51 A. 538 | Conn. | 1902

The principal questions in this case are whether the guaranty sued upon was one which continued "until further notice" from the defendant to the plaintiff, and whether the defendant gave that notice before the indebtedness sued for was incurred. The first question must be answered in the affirmative. The contract provides in express terms that it shall be a continuing guaranty in favor of the plaintiff, to the amount of $500, until further notice from the defendant to the plaintiff; and there is nothing in the contract, or in the facts found, to detract from the force of this express provision. The guaranty is not limited to the time covered by any contract of agency between the plaintiff and Olmsted, nor does it allude or refer to any such contract. It covers all sales contemplated in it, made by the plaintiff to Olmsted after its delivery and before notice, however and whenever made. In short, the guaranty continued during the pleasure of the defendant, and it covered all sales made by the plaintiff to Olmsted during that period of time; but the defendant's liability under it could never exceed $500. In this sense the guaranty was a continuing one and the trial court, upon the facts found, did not err in so holding.

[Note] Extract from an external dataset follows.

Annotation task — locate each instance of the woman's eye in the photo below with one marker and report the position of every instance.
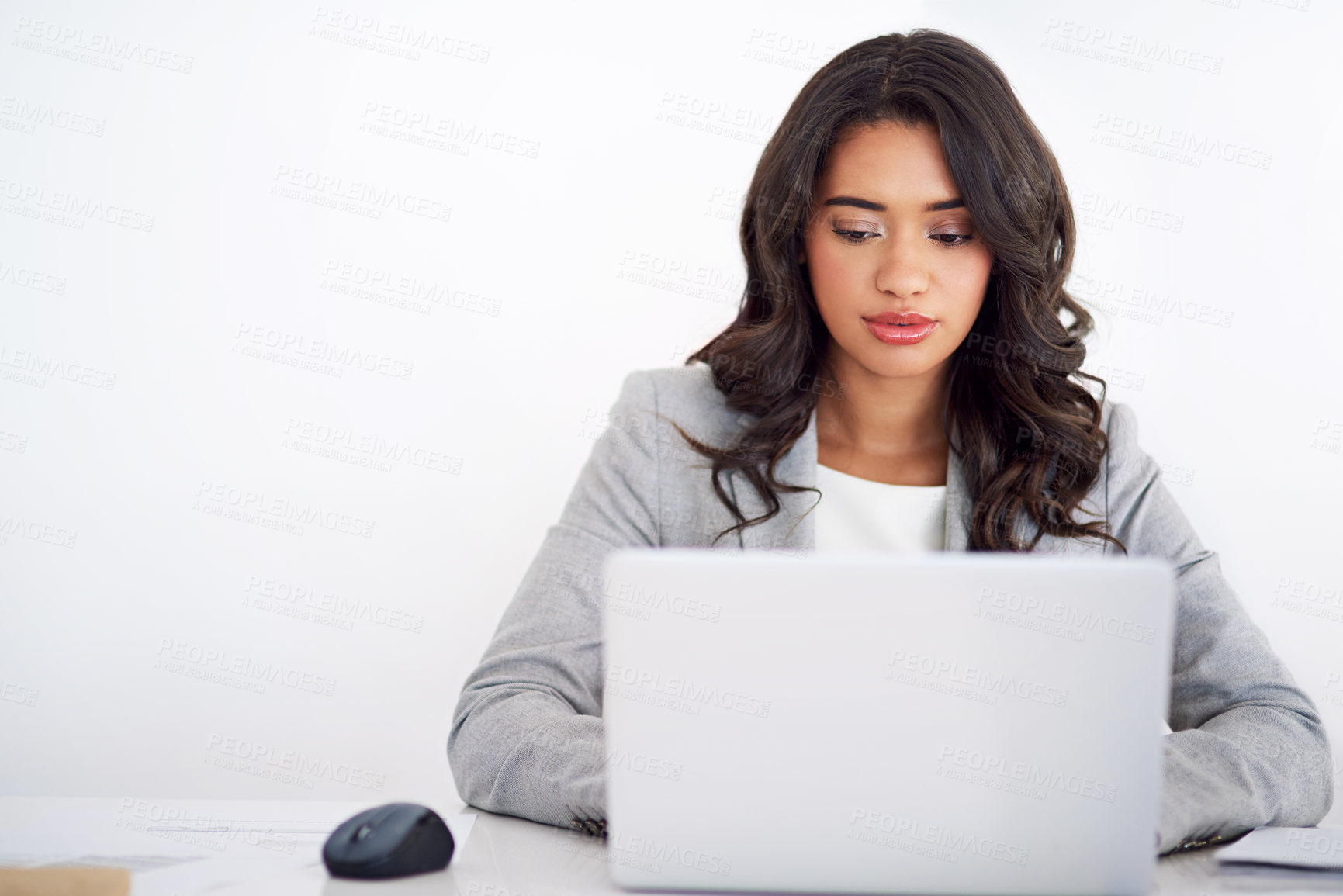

The defendant claimed in the trial court, and now claims, that the notice he gave to Hoblett in February, 1899, to "cancel the bond," was notice to the plaintiff that the guaranty contract was at an end; and the next question is, assuming this was such notice to Hoblett, whether it was also such notice to the plaintiff. It was if Hoblett was the agent of the plaintiff for that purpose, otherwise not. Whether Hoblett was the agent of the plaintiff for such purpose was a question to be determined by the trial court from the evidence, and it has found that he was not. There is nothing upon the record, including the evidence certified, to show that the court erred in coming to that conclusion, and it must stand as found. It follows that up to the time when Olmsted made default in his payments to the plaintiff in 1899, the defendant had given no notice to the plaintiff that the guaranty was at an end, and that the guaranty covered the indebtedness sought to be recovered in this suit. *493

The evidence excluded, if offered, as it appears to have been, to prove a guaranty for the year 1898 alone, was rightly excluded, on the ground that such evidence could not prevail over the words of the written instrument.

There is no error.

In this opinion the other judges concurred.